Z kolei Unia Europejska uznała raport misji za "pierwszy krok w dobrą stronę", zastrzegła jednak w komunikacie, że "konieczne będzie przeprowadzenie dodatkowych śledztw" i ustalenie, w jaki sposób "wirus utorował sobie drogę do człowieka".
Natomiast administracja prezydenta USA Joe Bidena wydała oświadczenie wyrażające "głębokie zaniepokojenie" śledztwem i domagała się od Pekinu podjęcia pełnej współpracy z WHO i wyjaśnienia genezy pandemii (ponieważ Chiny odmówiły dostarczenia zespołowi WHO danych o pierwszych przypadkach wykrytych w Wuhanie).
"Trudny i ważny temat"
"Jako naukowcy z odpowiednią wiedzą zgadzamy się z dyrektorem generalnym WHO, Stanami Zjednoczonymi, 13 innymi krajami oraz Unią Europejską, że większa jasność odnośnie pochodzenia tej pandemii jest potrzebna i możliwa do uzyskania" - deklarują specjaliści na łamach "Science".

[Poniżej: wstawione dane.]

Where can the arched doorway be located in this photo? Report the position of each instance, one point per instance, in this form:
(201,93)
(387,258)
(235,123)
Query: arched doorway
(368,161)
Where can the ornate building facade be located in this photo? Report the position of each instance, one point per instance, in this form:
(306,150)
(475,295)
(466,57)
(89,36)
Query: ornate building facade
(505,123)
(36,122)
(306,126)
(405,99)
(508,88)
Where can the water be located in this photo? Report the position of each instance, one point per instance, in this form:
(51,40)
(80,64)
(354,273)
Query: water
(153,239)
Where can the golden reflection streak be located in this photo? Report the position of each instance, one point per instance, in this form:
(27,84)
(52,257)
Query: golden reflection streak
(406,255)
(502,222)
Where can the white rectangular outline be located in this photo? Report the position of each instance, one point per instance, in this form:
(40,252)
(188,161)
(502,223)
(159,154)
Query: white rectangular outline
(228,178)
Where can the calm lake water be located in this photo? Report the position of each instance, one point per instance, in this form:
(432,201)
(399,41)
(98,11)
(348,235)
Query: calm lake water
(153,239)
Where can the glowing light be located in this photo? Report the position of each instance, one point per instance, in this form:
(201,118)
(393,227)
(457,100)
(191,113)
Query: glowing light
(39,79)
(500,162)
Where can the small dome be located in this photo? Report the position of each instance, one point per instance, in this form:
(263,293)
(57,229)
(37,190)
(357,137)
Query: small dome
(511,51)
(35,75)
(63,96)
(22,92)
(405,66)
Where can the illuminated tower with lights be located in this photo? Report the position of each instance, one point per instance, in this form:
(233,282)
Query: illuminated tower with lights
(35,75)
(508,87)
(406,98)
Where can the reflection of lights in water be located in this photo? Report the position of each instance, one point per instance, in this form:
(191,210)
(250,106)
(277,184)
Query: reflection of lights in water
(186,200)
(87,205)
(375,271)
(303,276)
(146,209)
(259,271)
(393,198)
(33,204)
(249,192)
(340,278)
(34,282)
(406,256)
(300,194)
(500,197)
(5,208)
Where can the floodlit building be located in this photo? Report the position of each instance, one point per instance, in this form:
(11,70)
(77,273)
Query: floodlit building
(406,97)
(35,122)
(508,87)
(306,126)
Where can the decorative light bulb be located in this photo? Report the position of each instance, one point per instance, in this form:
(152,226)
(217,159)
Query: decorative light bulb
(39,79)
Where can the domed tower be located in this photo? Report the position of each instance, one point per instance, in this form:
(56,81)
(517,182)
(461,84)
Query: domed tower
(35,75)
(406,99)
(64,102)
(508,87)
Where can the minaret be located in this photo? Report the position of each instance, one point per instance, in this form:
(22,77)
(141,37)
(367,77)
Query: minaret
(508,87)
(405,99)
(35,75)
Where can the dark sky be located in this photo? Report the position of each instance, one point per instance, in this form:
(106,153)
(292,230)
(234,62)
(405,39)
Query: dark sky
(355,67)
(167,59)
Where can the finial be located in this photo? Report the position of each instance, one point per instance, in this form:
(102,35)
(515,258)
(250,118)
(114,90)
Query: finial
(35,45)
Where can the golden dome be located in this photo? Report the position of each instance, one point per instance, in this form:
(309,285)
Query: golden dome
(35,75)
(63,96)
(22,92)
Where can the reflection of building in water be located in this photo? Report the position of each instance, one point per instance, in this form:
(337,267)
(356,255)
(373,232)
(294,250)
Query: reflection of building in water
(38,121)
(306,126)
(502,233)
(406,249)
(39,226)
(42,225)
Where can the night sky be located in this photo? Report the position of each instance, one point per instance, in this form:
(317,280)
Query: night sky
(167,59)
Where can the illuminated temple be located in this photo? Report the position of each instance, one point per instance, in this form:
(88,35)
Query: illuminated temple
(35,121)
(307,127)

Nawołują do przeprowadzenia śledztwa, które będzie "przejrzyste, obiektywne, oparte na danych, uwzględniające szerokie spektrum wiedzy, poddane niezależnemu nadzorowi i odpowiedzialnie zarządzane".
"W czasie niefortunnych antyazjatyckich sentymentów obecnych w niektórych krajach, zauważamy, że na początku pandemii to chińscy lekarze, naukowcy, dziennikarze i obywatele dzielili się ze światem kluczowymi informacjami na temat rozprzestrzeniania się wirusa - często płacąc wysoką osobistą cenę. Powinniśmy się wykazać taką samą determinacją w promowaniu pozbawionego emocji, opartego na nauce dyskursu na ten trudny i ważny temat" - podsumowują naukowcy.